Economists polled by MarketWatch had forecast new claims to fall to 860,000 in the week ended Oct. 17.

New claims in the prior week were also lowered to 842,000 from 898,000, the Labor Department reported Thursday, in an unusually large revision.

What makes the latest report harder to decipher was the inclusion again of new jobless claims from California after a two-week pause. The state stopped accepting applications temporarily to work down a large backload, update its computer systems, and install new fraud-detection measures.

The updated figures from California also contributed heavily to the large downward revision two weeks ago.

What happened: California said new jobless claims totaled an unadjusted 158,877 in the past week, down from 176,083 two weeks ago.

The state’s numbers had been frozen at 226,179 in the U.S. Labor Department’s national summary while it worked to improve its unemployment-compensation system.

California typically accounts for almost 20% of all new jobless claims in the country, but it’s run closer to 30% during the coronavirus pandemic. The state’s latest weekly figures put it closer to its usual trend relative to the rest of the nation, but it’s unclear if the pause had any effect on new filings.

Continuing jobless claims filed through state programs, meanwhile, sank by 1.02 million to a seasonally adjusted 8.37 million in the week ended Oct 10. That’s yet another pandemic low.

The decline isn’t as good as it looks, though. A large number of people no longer getting paid state benefits have been shifted into a federal program that offers extended compensation. Federal continuing claims have almost tripled since August to 3.3 million.

Altogether, the number of people receiving benefits from eight separate state and federal programs fell by 1.05 million to unadjusted 23.2 million as of Oct. 3, the latest data available.

Some economists question the accuracy of the estimate since other government data indicates unemployment is significantly lower.

Big picture: The number of people applying for benefits each week had been stuck for two months in the 800,000s, suggesting that either more layoffs were taking place or that the rate of hiring had slowed.

Whether the improvement in the labor market has resumed, as suggested by the latest claims report, is something Wall Street will watch closely in the next few weeks.
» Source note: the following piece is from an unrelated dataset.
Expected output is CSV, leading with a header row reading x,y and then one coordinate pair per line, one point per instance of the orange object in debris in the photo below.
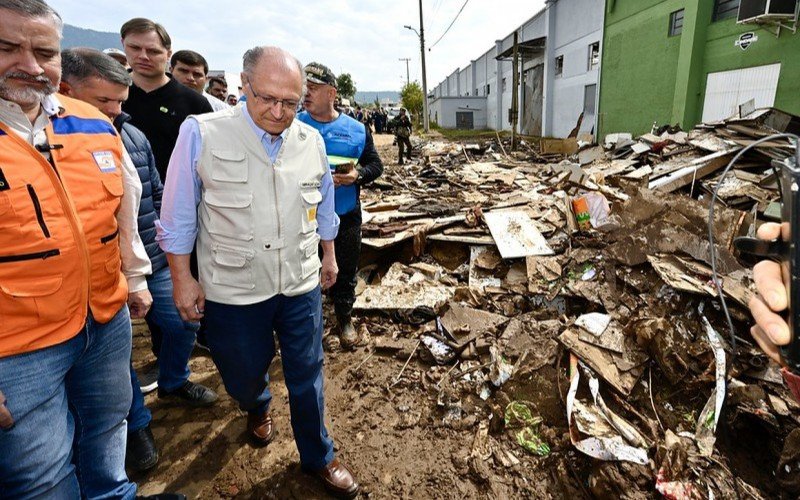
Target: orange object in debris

Other economic reports suggest the speed of the recovery has slowed, a potentially troubling trend that could get even worse amid another rise in coronavirus cases.

Many economists contend another big government stimulus is needed to help the U.S. avoid further slippage, but Washington is hardly any closer to a deal than it was three months ago when most major federal benefits expired.

What they are saying? “The downtrend in claims is good news, but the level is still extremely high by historical standards,” said chief economist Scott Brown of Raymond James.

“The labor market remains under stress with risk of permanent damage from an uncontrolled virus,” said chief U.S. economist Rubeela Farooqi of High Frequency Economics.